Schmidt points to data that show that CO2 emissions from U.S. coal-fired power plants are about 7 percent of the world total. 

“Given that increases in CO2 are roughly 2ppmv/year, a 7% cut in emissions would indeed be measurable in pretty short order (though obviously would not be sufficient to stabilise concentrations),” Schmidt wrote.

Hayhoe also responded with a lengthy answer, reprinted in full below the fold. In a nutshell, Hayoe said, “[I]t is an apples and oranges comparison that makes no sense. …Weight is completely irrelevant. All we care about is the percentage of the increase in CO2 above natural levels for which the US is responsible, which is 30%.”

And so there you have it: Burka reprinted a bunch of garbage.

But the most revealing remark of all comes in a comment Burka posted on his blog. In responding to a reader criticizing him for calling cap-and-trade “ideological,” Burka wrote:

Oh, let’s not weep tears for the planet. It can get along fine without climate change legislation, which is based upon controversial science. (See my column in the November issue of Texas Monthly.) And while health care costs are a serious concern, climate change legislation would be a far greater burden on the economy than health care currently is.

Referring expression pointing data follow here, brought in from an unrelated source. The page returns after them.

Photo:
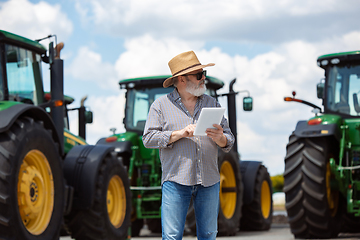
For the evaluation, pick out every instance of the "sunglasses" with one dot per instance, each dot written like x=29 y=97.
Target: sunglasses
x=198 y=75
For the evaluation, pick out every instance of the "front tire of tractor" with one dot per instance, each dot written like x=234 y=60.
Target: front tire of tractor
x=110 y=215
x=257 y=216
x=313 y=208
x=31 y=182
x=230 y=196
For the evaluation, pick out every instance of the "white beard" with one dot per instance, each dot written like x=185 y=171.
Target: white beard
x=194 y=89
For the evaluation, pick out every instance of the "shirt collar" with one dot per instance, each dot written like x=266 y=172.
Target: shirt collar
x=175 y=96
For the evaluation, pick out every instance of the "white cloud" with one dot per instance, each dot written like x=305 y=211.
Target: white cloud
x=146 y=55
x=34 y=21
x=89 y=66
x=259 y=21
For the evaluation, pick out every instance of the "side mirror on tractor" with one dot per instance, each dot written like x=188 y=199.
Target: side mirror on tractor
x=88 y=117
x=247 y=103
x=320 y=89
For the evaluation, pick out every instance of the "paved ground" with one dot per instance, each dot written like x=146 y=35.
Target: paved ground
x=278 y=231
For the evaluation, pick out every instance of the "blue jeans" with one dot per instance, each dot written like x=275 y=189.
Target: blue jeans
x=175 y=203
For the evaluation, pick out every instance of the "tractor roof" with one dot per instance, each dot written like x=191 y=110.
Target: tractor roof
x=336 y=58
x=157 y=81
x=21 y=41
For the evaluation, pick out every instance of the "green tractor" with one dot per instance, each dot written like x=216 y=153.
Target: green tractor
x=322 y=162
x=52 y=182
x=246 y=189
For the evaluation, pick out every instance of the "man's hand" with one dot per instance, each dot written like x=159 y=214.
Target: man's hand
x=188 y=131
x=217 y=135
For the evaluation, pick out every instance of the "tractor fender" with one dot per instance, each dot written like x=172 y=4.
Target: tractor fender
x=249 y=172
x=304 y=130
x=123 y=147
x=80 y=171
x=10 y=115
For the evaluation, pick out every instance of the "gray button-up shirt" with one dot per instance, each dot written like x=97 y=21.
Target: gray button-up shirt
x=191 y=160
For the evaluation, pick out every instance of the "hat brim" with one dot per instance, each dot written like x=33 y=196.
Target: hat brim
x=170 y=81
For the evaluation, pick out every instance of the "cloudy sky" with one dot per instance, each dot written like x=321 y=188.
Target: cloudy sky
x=271 y=48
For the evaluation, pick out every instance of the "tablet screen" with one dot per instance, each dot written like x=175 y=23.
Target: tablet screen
x=208 y=117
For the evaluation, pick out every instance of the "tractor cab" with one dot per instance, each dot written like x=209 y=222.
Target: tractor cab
x=20 y=75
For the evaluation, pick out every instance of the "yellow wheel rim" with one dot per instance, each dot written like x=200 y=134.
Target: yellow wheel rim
x=265 y=199
x=227 y=189
x=332 y=196
x=116 y=201
x=35 y=192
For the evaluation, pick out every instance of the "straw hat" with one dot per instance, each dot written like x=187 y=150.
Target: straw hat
x=182 y=64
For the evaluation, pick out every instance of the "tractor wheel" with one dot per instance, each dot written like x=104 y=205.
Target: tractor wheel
x=109 y=215
x=231 y=192
x=154 y=225
x=312 y=206
x=350 y=223
x=136 y=227
x=257 y=215
x=32 y=183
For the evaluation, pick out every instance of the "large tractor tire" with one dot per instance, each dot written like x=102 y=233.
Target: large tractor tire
x=231 y=192
x=257 y=215
x=313 y=208
x=110 y=214
x=31 y=183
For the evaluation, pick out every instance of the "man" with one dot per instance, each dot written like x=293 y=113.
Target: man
x=189 y=163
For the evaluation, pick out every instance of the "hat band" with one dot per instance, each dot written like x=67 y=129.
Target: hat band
x=186 y=69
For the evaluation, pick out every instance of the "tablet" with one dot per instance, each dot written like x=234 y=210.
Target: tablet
x=208 y=117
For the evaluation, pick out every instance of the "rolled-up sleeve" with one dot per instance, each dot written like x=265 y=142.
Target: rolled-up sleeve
x=154 y=136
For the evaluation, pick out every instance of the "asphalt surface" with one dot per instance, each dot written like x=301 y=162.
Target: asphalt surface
x=277 y=231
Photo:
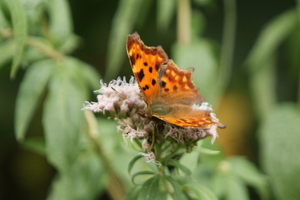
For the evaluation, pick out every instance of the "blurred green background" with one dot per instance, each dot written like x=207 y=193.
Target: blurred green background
x=28 y=175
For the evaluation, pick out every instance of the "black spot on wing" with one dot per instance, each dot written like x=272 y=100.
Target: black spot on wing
x=156 y=67
x=132 y=60
x=163 y=84
x=153 y=82
x=138 y=56
x=141 y=74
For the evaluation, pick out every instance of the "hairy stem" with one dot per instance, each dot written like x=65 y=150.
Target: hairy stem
x=228 y=42
x=116 y=188
x=30 y=41
x=183 y=21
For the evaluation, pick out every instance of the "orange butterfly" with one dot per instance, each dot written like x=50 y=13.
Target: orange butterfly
x=168 y=91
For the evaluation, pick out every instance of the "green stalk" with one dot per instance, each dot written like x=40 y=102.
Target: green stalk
x=228 y=42
x=116 y=188
x=184 y=21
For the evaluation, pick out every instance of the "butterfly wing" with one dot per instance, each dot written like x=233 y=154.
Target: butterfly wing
x=168 y=91
x=177 y=93
x=145 y=63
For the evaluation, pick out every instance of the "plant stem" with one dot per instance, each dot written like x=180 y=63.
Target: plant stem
x=228 y=42
x=116 y=188
x=183 y=21
x=298 y=13
x=30 y=41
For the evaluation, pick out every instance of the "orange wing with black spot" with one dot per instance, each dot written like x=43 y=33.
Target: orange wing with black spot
x=145 y=63
x=168 y=91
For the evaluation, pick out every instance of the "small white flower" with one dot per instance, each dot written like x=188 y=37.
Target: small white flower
x=150 y=157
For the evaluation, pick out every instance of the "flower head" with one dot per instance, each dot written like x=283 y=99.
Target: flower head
x=123 y=100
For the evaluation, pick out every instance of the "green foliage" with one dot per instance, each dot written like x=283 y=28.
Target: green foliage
x=280 y=146
x=90 y=156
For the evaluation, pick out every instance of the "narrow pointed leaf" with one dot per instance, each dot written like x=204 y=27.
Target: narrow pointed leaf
x=62 y=117
x=30 y=93
x=150 y=189
x=19 y=30
x=7 y=50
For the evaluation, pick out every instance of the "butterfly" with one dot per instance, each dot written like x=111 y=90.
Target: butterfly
x=168 y=91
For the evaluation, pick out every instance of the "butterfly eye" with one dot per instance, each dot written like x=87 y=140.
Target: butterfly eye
x=160 y=109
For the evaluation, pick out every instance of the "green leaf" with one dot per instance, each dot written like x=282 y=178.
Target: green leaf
x=247 y=172
x=165 y=11
x=270 y=38
x=36 y=145
x=85 y=179
x=141 y=173
x=130 y=166
x=198 y=191
x=198 y=55
x=126 y=16
x=7 y=50
x=263 y=84
x=236 y=189
x=3 y=20
x=33 y=10
x=180 y=166
x=33 y=54
x=30 y=93
x=62 y=116
x=20 y=32
x=90 y=76
x=150 y=188
x=133 y=193
x=177 y=189
x=279 y=144
x=60 y=21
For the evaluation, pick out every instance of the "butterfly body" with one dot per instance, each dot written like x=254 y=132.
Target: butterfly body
x=167 y=90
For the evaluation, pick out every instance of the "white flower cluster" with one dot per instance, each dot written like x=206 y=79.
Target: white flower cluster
x=118 y=98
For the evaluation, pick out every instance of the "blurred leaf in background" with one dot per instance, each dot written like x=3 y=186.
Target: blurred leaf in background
x=246 y=60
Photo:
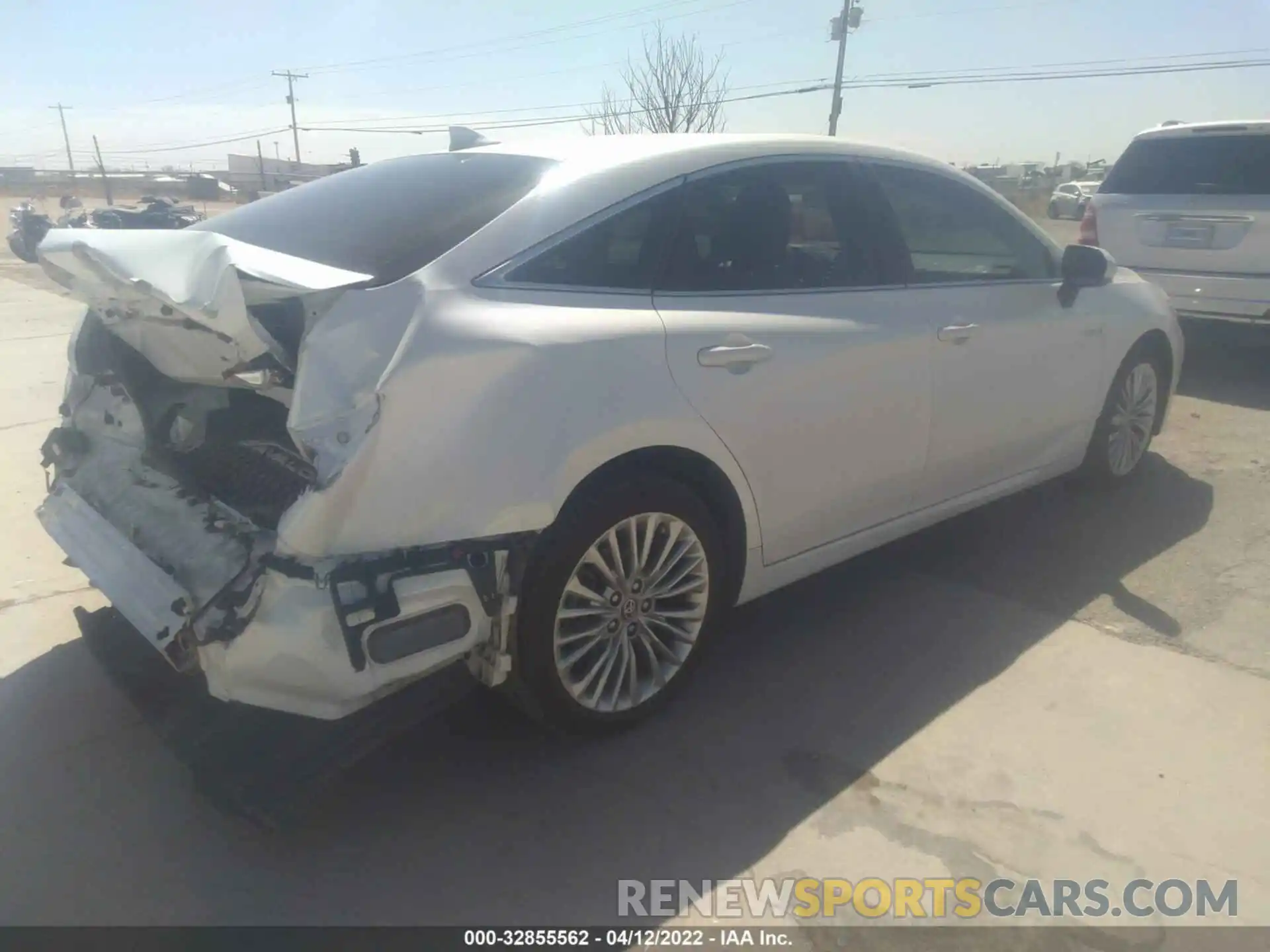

And so you see, Paul Burka has swallowed the skeptic argument hook, line and sinker: Climate change isn’t a grave threat to the planet; doing something about it is! And, um, the science is “controversial.”

For a story on new coal-fired power plants in Texas that’s coming out in the next issue, I talked to several Texas climate scientists. One thing I asked them is what they think about Texas elected officials’ understanding of climate change.

“The political leadership has no clue,” Gerald North, a professor of atmospheric science at Texas A&M, told me. “They are in total denial. The governor and TCEQ and all these people are in total denial.” It’s no surprise then that Paul Burka, who often perfectly reflects the conventional wisdom of the state’s political elite, doesn’t have a clue either.